China Nabs Reporter Whose Fabricated Story Caused Stock Market Crash

Zohaib Ahmed
Wang Xiaolu's yellow journalism caused a global stock market decline of $4 trillion.

The 2015 Chinese stock market crash wiped out an estimated $5 trillion in value of global stocks and Chinese authorities have apparently found the person who triggered this devastating ripple effect.

The crash, which first began on June 12, has caused a staggering decline of almost 40 percent. Individual investors have lost millions while markets across the world have also suffered greatly as a result.
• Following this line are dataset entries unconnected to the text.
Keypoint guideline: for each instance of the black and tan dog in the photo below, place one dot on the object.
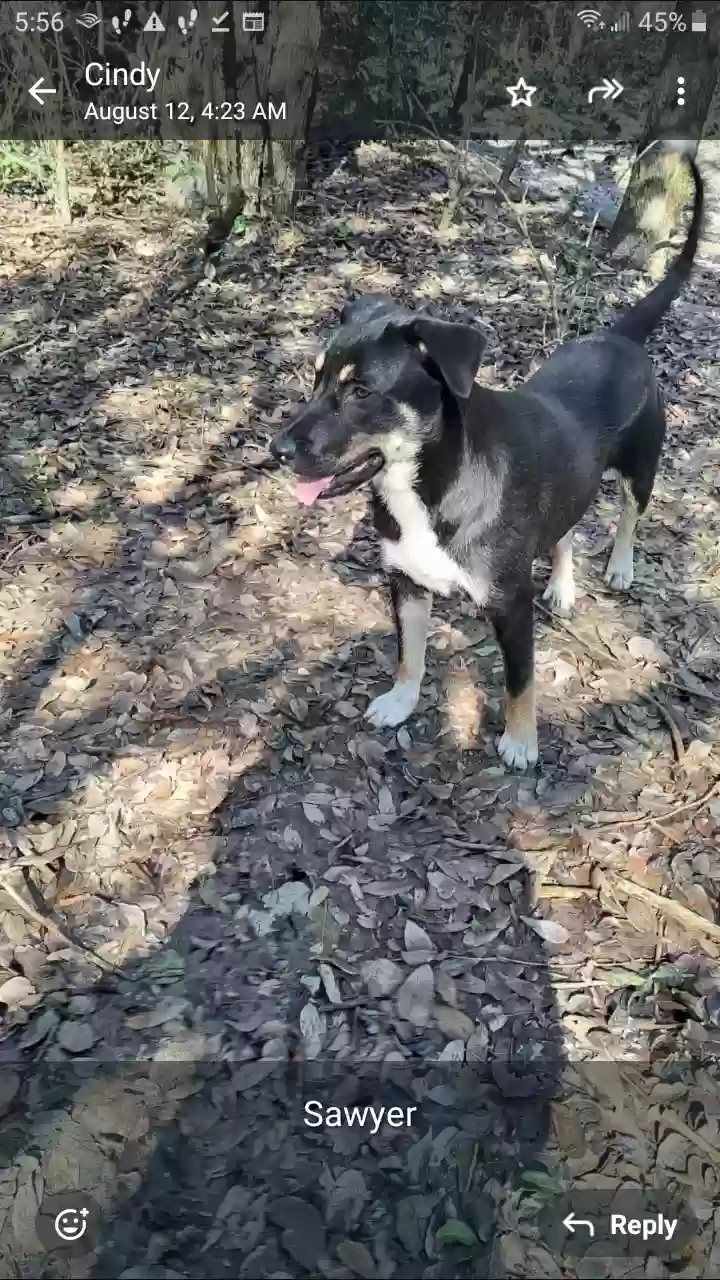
(469, 485)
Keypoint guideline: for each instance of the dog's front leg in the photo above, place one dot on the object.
(513, 625)
(411, 608)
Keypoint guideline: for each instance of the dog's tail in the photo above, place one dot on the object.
(641, 320)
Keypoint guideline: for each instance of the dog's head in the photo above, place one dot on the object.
(377, 397)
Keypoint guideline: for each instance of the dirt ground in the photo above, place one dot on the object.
(224, 895)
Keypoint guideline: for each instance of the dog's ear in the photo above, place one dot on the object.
(363, 306)
(455, 348)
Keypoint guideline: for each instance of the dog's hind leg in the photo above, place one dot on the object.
(411, 608)
(560, 590)
(513, 625)
(620, 570)
(636, 464)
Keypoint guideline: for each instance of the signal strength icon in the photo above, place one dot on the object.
(591, 18)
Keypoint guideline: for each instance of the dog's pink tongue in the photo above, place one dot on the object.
(309, 490)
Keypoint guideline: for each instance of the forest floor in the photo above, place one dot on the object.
(223, 894)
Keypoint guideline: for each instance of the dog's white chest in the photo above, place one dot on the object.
(417, 553)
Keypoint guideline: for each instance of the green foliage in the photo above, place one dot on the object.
(115, 173)
(454, 1232)
(26, 168)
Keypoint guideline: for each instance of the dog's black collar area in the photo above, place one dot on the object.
(355, 474)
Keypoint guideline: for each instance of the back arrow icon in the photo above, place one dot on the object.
(609, 88)
(37, 92)
(572, 1223)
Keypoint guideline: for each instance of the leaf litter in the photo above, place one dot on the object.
(217, 877)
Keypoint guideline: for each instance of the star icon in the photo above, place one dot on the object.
(522, 92)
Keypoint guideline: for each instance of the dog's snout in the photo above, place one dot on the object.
(283, 447)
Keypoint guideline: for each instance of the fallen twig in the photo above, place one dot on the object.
(46, 922)
(666, 905)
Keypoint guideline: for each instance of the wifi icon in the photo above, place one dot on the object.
(591, 18)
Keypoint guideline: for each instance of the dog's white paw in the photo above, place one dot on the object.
(560, 594)
(518, 753)
(393, 707)
(619, 572)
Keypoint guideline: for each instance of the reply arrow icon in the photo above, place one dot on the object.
(572, 1223)
(37, 92)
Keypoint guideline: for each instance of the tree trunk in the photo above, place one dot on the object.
(659, 184)
(62, 190)
(281, 64)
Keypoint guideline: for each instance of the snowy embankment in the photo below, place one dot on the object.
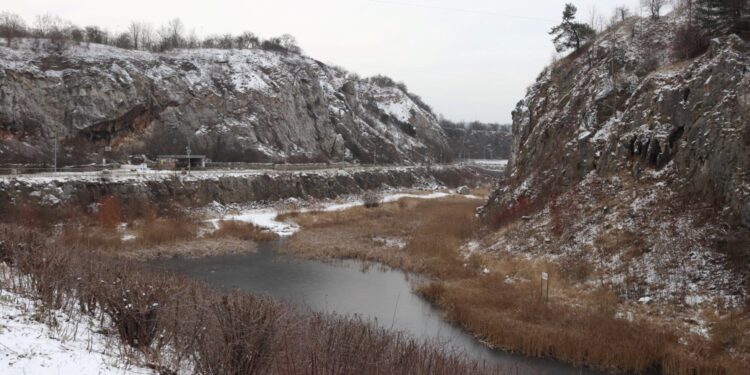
(66, 345)
(267, 218)
(144, 175)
And the man behind it all is a journalist named Wang Xiaolu, who has confessed that his sensationalized coverage of the stock market and stories built around baseless rumors caused panic among investors.

In the confession, which aired on China’s state-owned TV channel, Wang takes full responsibility of his fabricated reports.

One particular piece written for Caijing on July 20 did the most damage.

In it, he wrote that China Securities Regulatory Commission intends to refrain from supporting and stabilizing share market prices in the future. The truth was that the CSRC had no such plans. However, local investors believed Wang's fictional report and began cashing out of the market in scores to save their investments.

The report marred all the hard work done by CSRC in the prior weeks to stabilize the market. The worst happened on July 27, roughly two weeks after Caijing ran Wang's story, when the Shanghai index fell by a massive 8.5 percent – by far the biggest single-day plunge in Chinese markets since 2007. The cause of decline was eventually traced back to Wang, who was arrested a month later.

China stock market crash

Xinhua reports that Wang admitted that his story "caused panics and disorder at stock market, seriously undermined the market confidence, and inflicted huge losses on the country and investors [sic]."

He added that he was deeply sorry and that “at such a sensitive time, I should not have published a report that negatively affected the market.” Wang further said that he had “caused great losses to the country and to investors” all for the sake of sensationalism.

Unfortunately, no amount of regret on Wang's part is going to bring back the hard-earned money of millions of people around the world.

While Wang has been caught, some responsibility also lies with the editorial team that ran his story without verifying his sources.